# Synthetic Data Generation

### Step 1: MCQ Synthetic Data Generation Using SDV
### Step 2: MRQ Synthetic Data Generation Using Frequency-Based Sampling
### Step 3: Free-Response Question Mapping

In [2]:
import pandas as pd
import numpy as np
from sdv.metadata import SingleTableMetadata
from sdv.single_table import GaussianCopulaSynthesizer

In [33]:
# Load survey data and Tripadvisor data
survey_data = pd.read_csv('../data/survey_data_cleaned.csv')
tripadvisor_data = pd.read_csv('../data/tripadvisor_data_cleaned.csv') 

# Create metadata for the survey dataset
metadata = SingleTableMetadata()
metadata.detect_from_dataframe(survey_data)

# Create the GaussianCopulaSynthesizer
synthesizer = GaussianCopulaSynthesizer(metadata)

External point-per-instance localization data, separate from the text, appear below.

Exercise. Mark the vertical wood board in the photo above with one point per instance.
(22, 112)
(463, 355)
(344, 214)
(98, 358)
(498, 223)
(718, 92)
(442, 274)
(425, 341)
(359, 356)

# Train the synthesizer on the real survey data
synthesizer.fit(survey_data)

# Generate 5000 synthetic records
synthetic_data = synthesizer.sample(150)

# For MRQ (multi-answer) columns, apply frequency-based sampling
mrq_columns = [
    'what are your preferred attraction(s)? select all that apply.',
    'which attraction(s) did you visit? (select all that apply)\n* includes meet-and-greets, theatre shows etc.',
    'which store(s) did you visit? (select all that apply)',
    'if your answer was "yes" above, which food outlet(s) did you visit? (select all that apply)',
    'which aspect of your visit was the most disappointing? (select all that apply)'
]

for column in mrq_columns:
    value_counts = survey_data[column].value_counts(normalize=True)
    synthetic_data[column] = np.random.choice(value_counts.index, len(synthetic_data), p=value_counts.values)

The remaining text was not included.